Der Gegenstandswert des zweiten Rechtszuges war auf bis zu € 9.000.- festzusetzen. Nicht zu berücksichtigen war der auf das Teilanerkenntnisurteil entfallende Betrag. Denn bei der Beschwer, auf die für die Wertfestsetzung - sie erfolgt in Ermangelung einer Berufungsbegründung nach § 47 Abs. 1 Satz 2 GKG - abzustellen ist, handelt es sich um die formelle, nicht die materielle Beschwer. Es kommt darauf an, in welchem Umfang das Landgericht den von der Bekl. als Rechtsmittelführerin gestellten Anträgen nicht entsprochen hat; es kommt hingegen nicht darauf an, welche materielle Beschwer für die Bekl. aus diesem Urteil erwachsen ist.

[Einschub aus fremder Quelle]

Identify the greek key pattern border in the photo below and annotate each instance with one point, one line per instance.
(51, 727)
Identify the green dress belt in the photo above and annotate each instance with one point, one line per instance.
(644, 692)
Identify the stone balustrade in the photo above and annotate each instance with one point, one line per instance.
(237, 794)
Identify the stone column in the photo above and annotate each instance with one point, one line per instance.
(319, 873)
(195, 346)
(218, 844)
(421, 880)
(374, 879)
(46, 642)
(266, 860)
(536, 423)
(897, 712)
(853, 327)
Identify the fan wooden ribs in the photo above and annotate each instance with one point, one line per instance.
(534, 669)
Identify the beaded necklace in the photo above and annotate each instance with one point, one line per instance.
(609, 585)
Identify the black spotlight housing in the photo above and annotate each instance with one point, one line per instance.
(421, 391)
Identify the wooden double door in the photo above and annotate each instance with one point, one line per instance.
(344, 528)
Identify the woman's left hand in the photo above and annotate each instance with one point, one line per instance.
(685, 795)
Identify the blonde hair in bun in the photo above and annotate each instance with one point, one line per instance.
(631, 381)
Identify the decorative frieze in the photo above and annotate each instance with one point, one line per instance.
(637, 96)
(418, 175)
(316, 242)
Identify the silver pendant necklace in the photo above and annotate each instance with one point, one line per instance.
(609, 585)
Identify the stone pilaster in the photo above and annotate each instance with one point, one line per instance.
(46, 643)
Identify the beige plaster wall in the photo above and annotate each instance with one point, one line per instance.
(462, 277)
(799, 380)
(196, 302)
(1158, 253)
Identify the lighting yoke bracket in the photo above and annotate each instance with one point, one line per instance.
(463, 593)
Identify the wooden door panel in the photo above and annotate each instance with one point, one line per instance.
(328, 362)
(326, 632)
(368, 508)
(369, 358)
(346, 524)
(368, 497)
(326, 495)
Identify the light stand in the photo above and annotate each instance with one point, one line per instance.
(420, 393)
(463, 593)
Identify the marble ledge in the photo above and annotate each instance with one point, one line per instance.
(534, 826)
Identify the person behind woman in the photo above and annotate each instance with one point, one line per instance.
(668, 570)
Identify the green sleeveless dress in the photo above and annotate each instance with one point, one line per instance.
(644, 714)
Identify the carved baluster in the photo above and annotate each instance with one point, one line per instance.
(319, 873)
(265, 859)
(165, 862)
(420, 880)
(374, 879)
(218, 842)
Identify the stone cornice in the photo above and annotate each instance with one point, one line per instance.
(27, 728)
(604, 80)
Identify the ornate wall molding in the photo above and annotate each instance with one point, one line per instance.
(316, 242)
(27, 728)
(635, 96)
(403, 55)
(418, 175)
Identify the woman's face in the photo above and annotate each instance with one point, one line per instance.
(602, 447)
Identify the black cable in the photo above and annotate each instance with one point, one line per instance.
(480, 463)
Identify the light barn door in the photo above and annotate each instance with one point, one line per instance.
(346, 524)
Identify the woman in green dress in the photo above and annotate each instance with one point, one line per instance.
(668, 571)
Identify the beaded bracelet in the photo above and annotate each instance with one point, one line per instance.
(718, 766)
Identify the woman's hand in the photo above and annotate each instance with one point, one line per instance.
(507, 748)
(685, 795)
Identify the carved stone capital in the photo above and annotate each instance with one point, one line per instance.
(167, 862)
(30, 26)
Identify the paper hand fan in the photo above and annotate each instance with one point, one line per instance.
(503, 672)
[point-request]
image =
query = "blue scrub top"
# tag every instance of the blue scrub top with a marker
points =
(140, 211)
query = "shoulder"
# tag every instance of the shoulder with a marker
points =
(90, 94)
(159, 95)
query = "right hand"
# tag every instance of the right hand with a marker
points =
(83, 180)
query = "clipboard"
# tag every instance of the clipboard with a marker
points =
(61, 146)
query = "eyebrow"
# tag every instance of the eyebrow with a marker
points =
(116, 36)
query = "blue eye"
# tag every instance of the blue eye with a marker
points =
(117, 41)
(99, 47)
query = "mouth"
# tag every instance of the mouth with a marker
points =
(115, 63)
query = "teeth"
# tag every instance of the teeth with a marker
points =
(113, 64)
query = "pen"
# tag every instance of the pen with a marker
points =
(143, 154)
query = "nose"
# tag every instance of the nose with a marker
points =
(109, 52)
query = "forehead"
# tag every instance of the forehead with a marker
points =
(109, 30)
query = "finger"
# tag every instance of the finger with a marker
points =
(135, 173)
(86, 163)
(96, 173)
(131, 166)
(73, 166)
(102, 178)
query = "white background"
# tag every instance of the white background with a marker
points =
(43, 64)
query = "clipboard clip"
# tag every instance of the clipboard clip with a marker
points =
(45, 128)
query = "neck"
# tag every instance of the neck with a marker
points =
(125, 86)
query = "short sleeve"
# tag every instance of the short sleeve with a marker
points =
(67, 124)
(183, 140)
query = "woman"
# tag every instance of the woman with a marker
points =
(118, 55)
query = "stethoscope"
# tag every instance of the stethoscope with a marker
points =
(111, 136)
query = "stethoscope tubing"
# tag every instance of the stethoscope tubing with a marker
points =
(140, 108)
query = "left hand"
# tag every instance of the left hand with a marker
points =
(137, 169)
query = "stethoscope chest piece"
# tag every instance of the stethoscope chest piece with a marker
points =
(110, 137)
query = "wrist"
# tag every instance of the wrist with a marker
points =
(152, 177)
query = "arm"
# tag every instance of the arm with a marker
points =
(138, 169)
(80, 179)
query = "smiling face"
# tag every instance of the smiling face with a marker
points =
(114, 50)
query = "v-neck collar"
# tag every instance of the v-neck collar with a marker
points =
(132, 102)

1. Die Frage, ob unter "Beschwer" iSv § 47 Abs. 1 Satz 2 GKG die formelle oder die materielle Beschwer zu verstehen sei, ist umstritten.

a) Nach wohl überwiegender Auffassung, die der Senat nicht teilt, ist die materielle Beschwer maßgebend.

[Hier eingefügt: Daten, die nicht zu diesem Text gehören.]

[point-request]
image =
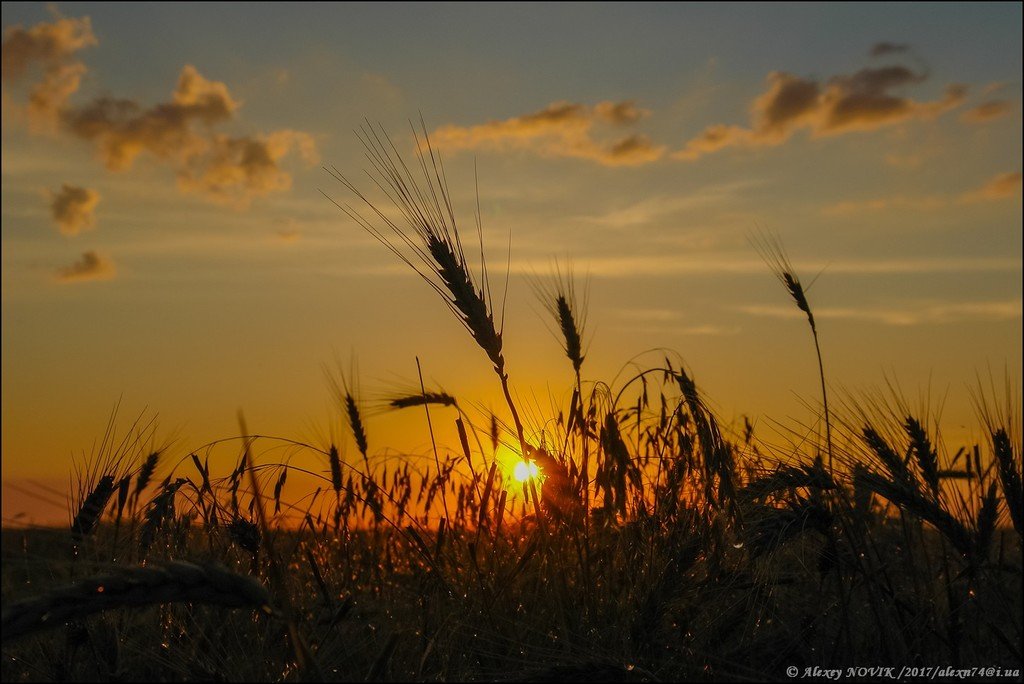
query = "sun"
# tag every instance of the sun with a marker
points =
(524, 471)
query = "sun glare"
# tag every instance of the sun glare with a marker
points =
(524, 471)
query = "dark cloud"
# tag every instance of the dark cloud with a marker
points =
(74, 208)
(91, 266)
(50, 46)
(884, 48)
(863, 100)
(178, 133)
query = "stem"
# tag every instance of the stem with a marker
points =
(433, 443)
(824, 397)
(500, 370)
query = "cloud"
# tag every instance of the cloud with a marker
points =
(884, 48)
(91, 266)
(178, 133)
(44, 43)
(895, 202)
(51, 46)
(860, 101)
(659, 207)
(561, 129)
(74, 208)
(1003, 186)
(990, 111)
(910, 314)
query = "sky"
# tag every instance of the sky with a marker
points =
(170, 248)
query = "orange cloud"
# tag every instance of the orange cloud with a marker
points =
(860, 101)
(561, 129)
(51, 46)
(1003, 186)
(177, 132)
(74, 208)
(91, 266)
(990, 111)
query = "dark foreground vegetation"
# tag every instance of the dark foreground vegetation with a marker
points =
(633, 538)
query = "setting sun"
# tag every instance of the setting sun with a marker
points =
(511, 341)
(524, 471)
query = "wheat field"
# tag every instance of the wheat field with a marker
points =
(626, 536)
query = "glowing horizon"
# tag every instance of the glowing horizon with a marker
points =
(167, 247)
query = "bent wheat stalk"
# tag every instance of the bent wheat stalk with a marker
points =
(177, 582)
(427, 240)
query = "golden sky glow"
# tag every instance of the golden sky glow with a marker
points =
(166, 244)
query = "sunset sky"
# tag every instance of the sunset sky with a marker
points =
(167, 246)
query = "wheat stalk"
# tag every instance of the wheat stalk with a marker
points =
(176, 582)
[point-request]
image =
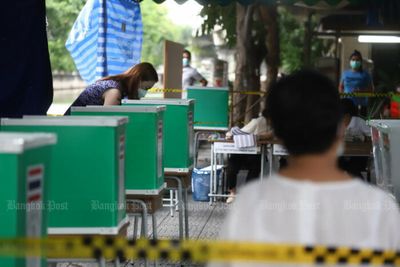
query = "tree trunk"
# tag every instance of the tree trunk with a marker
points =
(246, 74)
(269, 15)
(307, 40)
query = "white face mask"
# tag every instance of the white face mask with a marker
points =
(340, 149)
(142, 93)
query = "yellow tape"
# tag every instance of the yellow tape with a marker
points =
(366, 94)
(171, 90)
(190, 250)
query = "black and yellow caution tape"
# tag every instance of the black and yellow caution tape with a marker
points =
(197, 251)
(196, 123)
(366, 94)
(355, 94)
(171, 90)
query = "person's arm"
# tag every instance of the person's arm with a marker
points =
(341, 83)
(268, 135)
(112, 97)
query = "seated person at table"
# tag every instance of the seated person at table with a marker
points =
(311, 201)
(357, 130)
(252, 163)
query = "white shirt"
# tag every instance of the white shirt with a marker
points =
(255, 126)
(283, 210)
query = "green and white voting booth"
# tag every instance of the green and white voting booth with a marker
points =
(144, 144)
(25, 173)
(385, 135)
(178, 131)
(211, 111)
(87, 175)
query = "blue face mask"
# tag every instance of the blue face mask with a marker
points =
(354, 64)
(142, 93)
(185, 61)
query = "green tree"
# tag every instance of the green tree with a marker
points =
(157, 27)
(291, 34)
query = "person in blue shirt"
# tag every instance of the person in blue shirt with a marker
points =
(356, 80)
(132, 84)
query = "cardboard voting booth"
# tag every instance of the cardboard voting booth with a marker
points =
(25, 172)
(87, 174)
(144, 144)
(178, 131)
(211, 111)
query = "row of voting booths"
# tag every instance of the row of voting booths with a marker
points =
(72, 175)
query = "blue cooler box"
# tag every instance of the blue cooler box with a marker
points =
(201, 182)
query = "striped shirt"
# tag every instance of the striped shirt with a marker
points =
(106, 38)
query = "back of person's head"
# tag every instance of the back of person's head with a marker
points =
(305, 112)
(348, 107)
(187, 52)
(143, 72)
(356, 53)
(131, 78)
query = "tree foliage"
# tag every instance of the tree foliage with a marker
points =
(292, 31)
(158, 27)
(61, 15)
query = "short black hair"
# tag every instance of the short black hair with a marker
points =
(305, 112)
(187, 52)
(348, 106)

aa) Diese Auffassung geht auf eine ständige Rechtsprechung des Reichgerichts (z. B. Urteil vom 2. 2. 1942, RGZ 170, 346 ff., 348) zurück, die die als Voraussetzung für die Zulässigkeit eines Rechtsmittels erforderliche Beschwer, den Rechtsmittelstreitwert, auch für den Beklagten nicht an dessen in der Vorinstanz erfolglos gestellte Anträge, sondern an den dem Beklagten als Rechtsmittelführer nachteiligen Inhalt der angefochtenen Entscheidung knüpft.

bb) Der Bundesgerichtshof hat in seinem Urteil vom 5. 1. 1955 (NJW 1955, 545f.) - ebenfalls für den Rechtsmittelstreitwert - an der reichsgerichtlichen Rechtsprechung festgehalten und ist, entgegen einer verbreiteten Literaturmeinung (vgl. die vom BGH aaO. zitierten Belege), der Kommentierung bei Stein/Jonas/Schönke, 18. Aufl., § 511 Anm. II A 2 zur ZPO gefolgt, wonach es auf die in der Vorinstanz gestellten Anträge nicht ankomme, sondern lediglich darauf, ob die ergangene Entscheidung dem berufungsführenden Bekl. nachteilig sei und deshalb für ihn die Möglichkeit bestehe, in einem höheren Rechtszug eine abweichende Entscheidung zu seinen Gunsten zu erlangen. Als zentrales Argument hat der BGH angeführt, die von einem Bekl. zur Sache gestellten Anträge seien für die Beschwer unerheblich, weil nicht über sie, sondern über die Anträge des Klägers entschieden werde. Abschließend hat der BGH in jenem Urteil ausgeführt, auf der vorgenannten Erwägung beruhe es auch zutreffender Weise, dass das Reichsgericht eine Berufung stets als zulässig behandelt habe, obwohl der Bekl. den Klaganspruch im ersten Rechtszug vollumfänglich anerkannt hatte.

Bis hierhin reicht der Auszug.